I needed to show her I could do this. I still burned from the way she stared at my face three days ago when mom introduced us. Mrs. Murphy couldn’t have known then that my right eye was a fake, though. Mom probably told her later.
As I hung from the rope above her yard, my arms throbbed from the workout. I relaxed into Dad’s old canvas and leather climbing saddle and let my right hand slide down to the friction hitch which held my position on the rope. Bad move. My body shot down two feet of rope before I could let go and allow the hitch to do its job again. I glanced down to see if Mrs. Murphy noticed. But her head was down and she was folding and unfolding her hands. Maybe she was praying. I know I just said a quick one.

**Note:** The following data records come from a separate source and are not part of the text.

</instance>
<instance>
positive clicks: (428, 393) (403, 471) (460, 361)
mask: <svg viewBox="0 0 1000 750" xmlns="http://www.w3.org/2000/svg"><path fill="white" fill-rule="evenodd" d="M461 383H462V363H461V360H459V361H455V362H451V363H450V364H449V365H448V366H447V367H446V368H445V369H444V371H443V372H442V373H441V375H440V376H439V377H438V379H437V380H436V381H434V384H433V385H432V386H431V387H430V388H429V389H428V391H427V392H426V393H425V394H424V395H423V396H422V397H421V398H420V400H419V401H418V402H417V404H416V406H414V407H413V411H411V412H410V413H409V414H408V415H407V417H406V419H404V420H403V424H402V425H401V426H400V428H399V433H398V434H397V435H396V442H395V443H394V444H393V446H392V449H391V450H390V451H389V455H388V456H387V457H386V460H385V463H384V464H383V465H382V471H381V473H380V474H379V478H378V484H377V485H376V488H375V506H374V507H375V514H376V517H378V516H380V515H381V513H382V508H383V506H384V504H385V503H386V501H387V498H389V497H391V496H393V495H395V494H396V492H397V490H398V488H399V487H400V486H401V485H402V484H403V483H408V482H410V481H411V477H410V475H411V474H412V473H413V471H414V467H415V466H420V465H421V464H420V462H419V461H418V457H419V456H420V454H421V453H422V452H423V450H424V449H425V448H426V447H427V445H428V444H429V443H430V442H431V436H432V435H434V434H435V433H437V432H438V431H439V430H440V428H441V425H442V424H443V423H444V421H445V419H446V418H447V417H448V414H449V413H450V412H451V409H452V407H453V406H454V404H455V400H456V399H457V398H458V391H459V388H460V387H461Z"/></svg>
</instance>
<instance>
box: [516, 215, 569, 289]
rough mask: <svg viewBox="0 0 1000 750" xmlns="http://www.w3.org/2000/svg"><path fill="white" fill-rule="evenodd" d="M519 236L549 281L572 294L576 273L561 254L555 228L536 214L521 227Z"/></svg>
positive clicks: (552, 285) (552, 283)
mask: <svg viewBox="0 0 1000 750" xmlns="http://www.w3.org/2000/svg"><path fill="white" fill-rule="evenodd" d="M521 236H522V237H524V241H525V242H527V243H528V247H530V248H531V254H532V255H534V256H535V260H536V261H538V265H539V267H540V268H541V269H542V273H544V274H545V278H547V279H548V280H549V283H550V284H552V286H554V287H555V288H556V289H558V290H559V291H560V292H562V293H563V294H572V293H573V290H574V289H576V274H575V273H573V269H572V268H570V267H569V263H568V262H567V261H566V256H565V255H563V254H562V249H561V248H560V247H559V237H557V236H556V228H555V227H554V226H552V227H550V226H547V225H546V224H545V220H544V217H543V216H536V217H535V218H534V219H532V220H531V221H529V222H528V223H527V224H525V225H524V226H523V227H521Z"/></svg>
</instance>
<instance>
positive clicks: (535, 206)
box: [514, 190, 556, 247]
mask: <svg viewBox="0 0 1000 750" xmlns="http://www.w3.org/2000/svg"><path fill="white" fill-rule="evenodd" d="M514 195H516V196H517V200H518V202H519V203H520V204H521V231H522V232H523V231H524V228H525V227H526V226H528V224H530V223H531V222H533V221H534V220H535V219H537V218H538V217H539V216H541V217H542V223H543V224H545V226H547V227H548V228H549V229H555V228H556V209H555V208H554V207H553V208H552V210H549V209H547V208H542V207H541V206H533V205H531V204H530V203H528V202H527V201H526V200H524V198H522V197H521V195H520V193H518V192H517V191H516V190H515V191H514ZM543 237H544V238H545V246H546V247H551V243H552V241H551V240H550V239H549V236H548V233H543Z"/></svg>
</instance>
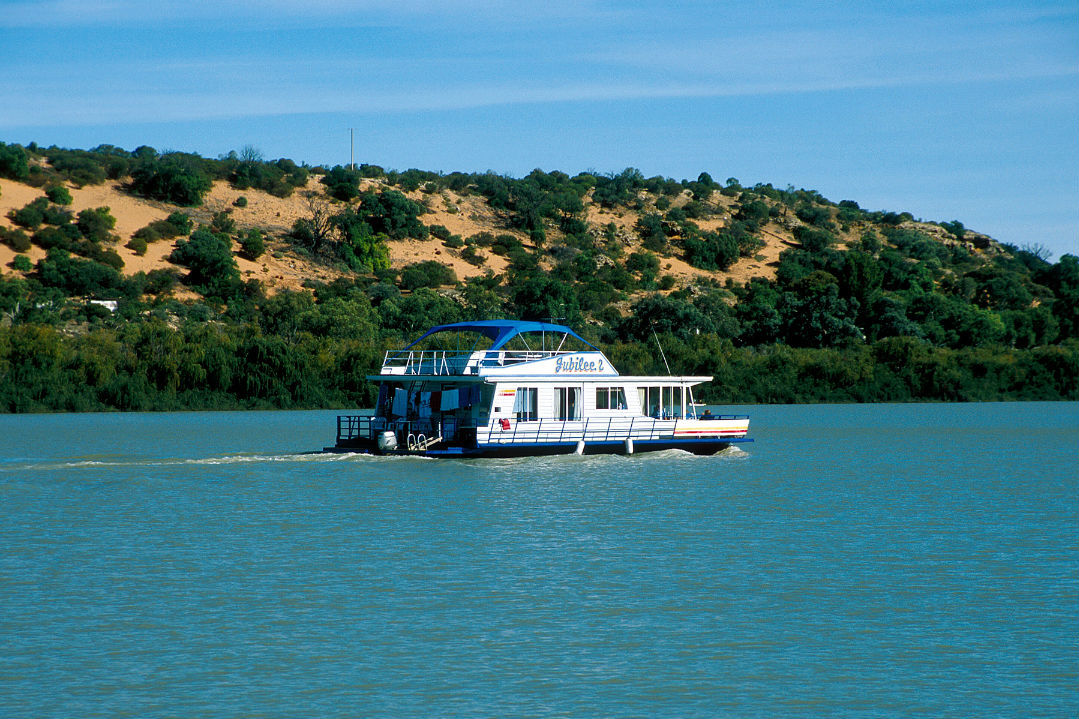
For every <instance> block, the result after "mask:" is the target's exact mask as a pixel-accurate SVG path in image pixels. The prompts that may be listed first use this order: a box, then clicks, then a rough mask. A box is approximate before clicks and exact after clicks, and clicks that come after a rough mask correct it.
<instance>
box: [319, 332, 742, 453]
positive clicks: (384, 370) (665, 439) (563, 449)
mask: <svg viewBox="0 0 1079 719" xmlns="http://www.w3.org/2000/svg"><path fill="white" fill-rule="evenodd" d="M368 379H370V380H372V381H374V382H377V383H378V385H379V398H378V403H377V404H375V407H374V411H373V412H372V413H371V415H350V416H341V417H338V428H337V444H336V445H334V446H333V447H327V448H326V449H327V451H338V452H369V453H375V455H421V456H426V457H457V458H462V457H524V456H537V455H558V453H573V452H576V453H578V455H579V453H584V455H592V453H615V452H618V453H633V452H642V451H655V450H660V449H683V450H686V451H691V452H694V453H697V455H710V453H714V452H716V451H720V450H722V449H726V448H727V447H729V446H730V445H734V444H737V443H746V442H752V439H750V438H748V437H747V436H746V435H747V433H748V432H749V417H748V416H745V415H718V416H712V415H710V413H709V412H705V413H701V415H698V413H697V408H698V406H699V405H698V404H697V403H695V402H694V396H693V388H694V386H696V385H697V384H700V383H701V382H707V381H709V380H711V379H712V378H711V377H678V376H670V377H630V376H625V375H619V374H618V370H617V369H615V367H614V365H612V364H611V361H610V360H607V358H606V356H604V354H603V353H602V352H601V351H600V350H599V349H598V348H596V347H595V345H592V344H590V343H589V342H587V341H585V340H584V339H582V338H581V337H579V336H578V335H577V334H576V333H574V331H573V330H572V329H570V328H569V327H565V326H562V325H557V324H549V323H543V322H516V321H489V322H466V323H455V324H450V325H440V326H438V327H435V328H433V329H431V330H428V331H427V333H425V334H424V335H423V336H422V337H420V338H419V339H418V340H415V341H414V342H412V343H411V344H409V345H408V347H406V348H405V349H404V350H396V351H390V352H386V354H385V357H384V360H383V363H382V369H381V371H380V372H379V374H378V375H373V376H370V377H368Z"/></svg>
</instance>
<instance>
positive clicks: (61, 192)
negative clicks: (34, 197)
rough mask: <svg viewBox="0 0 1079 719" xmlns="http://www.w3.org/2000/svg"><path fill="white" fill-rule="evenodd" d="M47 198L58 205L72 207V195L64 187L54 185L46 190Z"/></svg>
mask: <svg viewBox="0 0 1079 719" xmlns="http://www.w3.org/2000/svg"><path fill="white" fill-rule="evenodd" d="M45 196H46V198H49V199H50V200H51V201H52V202H55V203H56V204H57V205H70V204H71V193H70V192H68V189H67V188H66V187H64V186H63V185H52V186H50V187H46V188H45Z"/></svg>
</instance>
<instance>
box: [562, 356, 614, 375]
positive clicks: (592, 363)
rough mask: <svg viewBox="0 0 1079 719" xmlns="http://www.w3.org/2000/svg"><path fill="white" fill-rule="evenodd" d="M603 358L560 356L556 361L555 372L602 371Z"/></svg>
mask: <svg viewBox="0 0 1079 719" xmlns="http://www.w3.org/2000/svg"><path fill="white" fill-rule="evenodd" d="M601 371H603V361H602V360H585V358H584V357H559V358H558V360H556V361H555V374H560V372H601Z"/></svg>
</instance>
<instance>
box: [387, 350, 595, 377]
mask: <svg viewBox="0 0 1079 719" xmlns="http://www.w3.org/2000/svg"><path fill="white" fill-rule="evenodd" d="M566 354H575V352H569V351H560V350H481V351H478V352H453V351H450V350H388V351H387V352H386V354H385V357H383V360H382V374H383V375H475V374H476V370H477V369H478V368H479V367H507V366H513V365H517V364H521V363H524V362H535V361H536V360H547V358H548V357H557V356H561V355H566Z"/></svg>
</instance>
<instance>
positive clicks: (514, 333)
mask: <svg viewBox="0 0 1079 719" xmlns="http://www.w3.org/2000/svg"><path fill="white" fill-rule="evenodd" d="M380 375H383V376H385V375H395V376H401V375H404V376H418V375H428V376H440V377H445V376H461V377H465V376H472V377H488V376H495V375H514V376H520V375H529V376H563V375H573V376H577V377H579V376H593V377H617V376H618V371H617V370H616V369H615V368H614V366H613V365H612V364H611V362H610V361H609V360H607V358H606V357H605V356H604V355H603V353H602V352H600V350H599V349H598V348H596V347H595V345H592V344H590V343H589V342H587V341H586V340H584V339H582V338H581V337H579V336H578V335H577V334H576V333H574V331H573V330H572V329H570V328H569V327H565V326H563V325H554V324H549V323H545V322H517V321H487V322H462V323H455V324H451V325H439V326H438V327H434V328H432V329H431V330H428V331H427V333H425V334H424V335H423V336H421V337H420V339H418V340H416V341H414V342H412V343H411V344H409V345H408V347H406V348H405V349H404V350H391V351H388V352H386V355H385V357H384V358H383V361H382V369H381V371H380Z"/></svg>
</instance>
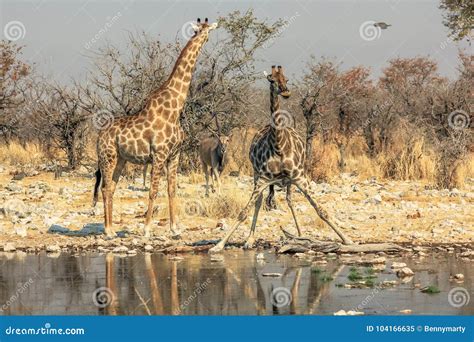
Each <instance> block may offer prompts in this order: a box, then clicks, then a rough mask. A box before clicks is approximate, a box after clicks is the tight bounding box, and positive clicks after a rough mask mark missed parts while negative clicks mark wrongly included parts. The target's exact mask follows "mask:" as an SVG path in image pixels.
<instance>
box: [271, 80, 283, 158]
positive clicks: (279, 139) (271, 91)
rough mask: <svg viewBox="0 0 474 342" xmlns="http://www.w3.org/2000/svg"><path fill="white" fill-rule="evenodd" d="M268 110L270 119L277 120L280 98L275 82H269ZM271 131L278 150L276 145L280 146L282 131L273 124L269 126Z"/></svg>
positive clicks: (277, 116) (278, 121)
mask: <svg viewBox="0 0 474 342" xmlns="http://www.w3.org/2000/svg"><path fill="white" fill-rule="evenodd" d="M270 111H271V115H272V121H273V122H274V123H277V122H279V120H278V116H279V115H280V114H281V113H280V98H279V95H278V85H276V83H275V82H274V83H271V84H270ZM271 132H272V137H273V141H274V142H275V144H274V145H275V148H276V150H278V146H282V139H283V133H282V130H281V129H277V128H276V127H275V125H272V126H271Z"/></svg>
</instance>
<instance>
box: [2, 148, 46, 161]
mask: <svg viewBox="0 0 474 342" xmlns="http://www.w3.org/2000/svg"><path fill="white" fill-rule="evenodd" d="M45 160H46V156H45V154H44V152H43V150H42V149H41V147H40V146H39V145H37V144H33V143H27V144H25V145H24V146H22V145H21V144H20V143H18V142H11V143H10V144H8V145H6V144H2V145H0V164H4V165H11V166H23V165H25V164H30V165H39V164H42V163H44V162H45Z"/></svg>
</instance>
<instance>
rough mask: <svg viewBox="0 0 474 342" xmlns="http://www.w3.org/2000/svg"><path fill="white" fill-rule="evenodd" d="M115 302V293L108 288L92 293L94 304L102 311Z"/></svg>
mask: <svg viewBox="0 0 474 342" xmlns="http://www.w3.org/2000/svg"><path fill="white" fill-rule="evenodd" d="M114 300H115V296H114V293H113V292H112V290H111V289H109V288H108V287H99V288H97V289H96V290H95V291H94V292H93V293H92V302H93V303H94V305H95V306H97V307H99V308H102V309H103V308H105V307H107V306H109V305H110V304H112V302H113V301H114Z"/></svg>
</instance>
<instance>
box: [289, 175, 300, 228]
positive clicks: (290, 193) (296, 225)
mask: <svg viewBox="0 0 474 342" xmlns="http://www.w3.org/2000/svg"><path fill="white" fill-rule="evenodd" d="M286 202H287V203H288V207H289V208H290V211H291V215H292V216H293V220H294V221H295V225H296V229H297V230H298V236H301V229H300V226H299V224H298V220H297V219H296V214H295V209H294V208H293V202H292V200H291V184H290V185H288V186H287V187H286Z"/></svg>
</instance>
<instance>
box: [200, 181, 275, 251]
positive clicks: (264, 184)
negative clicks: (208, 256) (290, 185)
mask: <svg viewBox="0 0 474 342" xmlns="http://www.w3.org/2000/svg"><path fill="white" fill-rule="evenodd" d="M267 186H268V184H267V183H263V182H259V183H257V184H255V186H254V189H253V192H252V196H250V200H249V201H248V203H247V205H246V206H245V207H244V209H243V210H242V211H241V212H240V213H239V216H238V218H237V222H236V223H234V225H233V226H232V227H231V228H230V229H229V232H228V233H227V234H226V235H225V236H224V238H223V239H222V240H221V241H220V242H219V243H218V244H217V245H215V246H214V247H212V248H211V249H210V250H209V252H210V253H219V252H221V251H222V250H223V249H224V247H225V244H226V243H227V241H228V240H229V239H230V237H231V236H232V234H234V232H235V231H236V230H237V228H239V226H240V224H241V223H242V222H244V221H245V219H246V218H247V214H248V210H249V208H250V207H251V206H252V205H253V204H254V203H255V201H257V199H258V198H259V196H262V192H263V190H265V188H266V187H267ZM254 218H255V220H256V217H255V215H254Z"/></svg>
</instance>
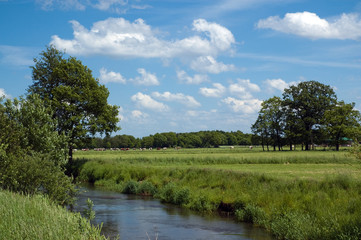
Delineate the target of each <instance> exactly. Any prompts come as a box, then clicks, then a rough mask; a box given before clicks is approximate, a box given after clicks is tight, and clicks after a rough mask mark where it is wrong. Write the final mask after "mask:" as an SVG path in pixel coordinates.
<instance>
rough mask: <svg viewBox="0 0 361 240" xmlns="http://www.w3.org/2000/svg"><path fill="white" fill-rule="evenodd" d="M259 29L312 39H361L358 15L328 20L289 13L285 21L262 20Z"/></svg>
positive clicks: (287, 14) (309, 14) (359, 18)
mask: <svg viewBox="0 0 361 240" xmlns="http://www.w3.org/2000/svg"><path fill="white" fill-rule="evenodd" d="M257 27H258V28H270V29H273V30H275V31H279V32H283V33H289V34H295V35H298V36H301V37H306V38H311V39H322V38H324V39H342V40H344V39H353V40H356V39H360V38H361V20H360V18H359V15H357V14H342V15H341V16H338V17H335V18H332V19H329V20H326V19H322V18H320V17H319V16H318V15H317V14H315V13H311V12H297V13H287V14H286V15H285V16H284V18H283V19H282V18H280V17H279V16H272V17H269V18H267V19H262V20H260V21H259V22H258V23H257Z"/></svg>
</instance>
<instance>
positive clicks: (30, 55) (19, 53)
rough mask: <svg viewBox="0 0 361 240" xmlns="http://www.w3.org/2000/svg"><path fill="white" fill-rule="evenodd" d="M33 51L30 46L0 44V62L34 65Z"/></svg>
mask: <svg viewBox="0 0 361 240" xmlns="http://www.w3.org/2000/svg"><path fill="white" fill-rule="evenodd" d="M33 54H34V53H33V51H32V50H31V49H30V48H25V47H14V46H7V45H0V63H2V64H10V65H14V66H27V67H28V66H30V65H32V64H33V63H34V62H33V59H32V57H31V56H32V55H33Z"/></svg>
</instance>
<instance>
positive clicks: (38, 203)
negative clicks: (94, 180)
mask: <svg viewBox="0 0 361 240" xmlns="http://www.w3.org/2000/svg"><path fill="white" fill-rule="evenodd" d="M0 239H9V240H10V239H14V240H15V239H34V240H35V239H36V240H41V239H44V240H45V239H52V240H55V239H59V240H64V239H74V240H78V239H79V240H80V239H81V240H85V239H86V240H88V239H93V240H95V239H105V237H103V236H102V235H101V234H100V228H99V227H94V226H92V225H91V224H90V222H89V221H88V220H87V219H85V218H82V217H81V216H80V214H79V213H71V212H69V211H67V210H66V209H64V208H62V207H60V206H58V205H55V204H52V203H51V202H50V201H49V200H48V199H46V198H44V197H42V196H34V197H28V196H22V195H19V194H15V193H10V192H7V191H0Z"/></svg>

She rubbed her neck and called up to me, “Twenty dollars, remember? And don’t you fall!”
“Yes, ma’am.” The gut-wash sensation of falling settled a little and I focused on the money.
Twenty more for my surgery stash. I smiled down as she turned away. What if my prosthetic eye “accidentally” fell out and landed in her hair? It could be funny. But even though I was still mad at her for staring, I couldn’t do it. Besides, my eye might get lost in the grass if she freaked out, and I couldn’t risk losing another one. Dad’s head might pop.
I tightened the knot a little bit. A friction hitch has to be just right. Not too loose or you slide down fast and not so tight that you can’t push it up as you climb. Nothing about rope and saddle climbing is easy. But it’s easier than facing a bunch of kids at a new school in August. I shivered even though it was three hundred degrees out. Everything will work out fine…if Dad will let me get the surgery.
Mrs. Murphy began to shuffle toward the house. She had come outside about fifty times already to try and coax her cat down, wearing a path from porch to tree. I’d watched her from my new bedroom window as I unpacked my stuff. I’d seen the cat too—hiding in a large cavity where he could sprawl out unseen from directly below.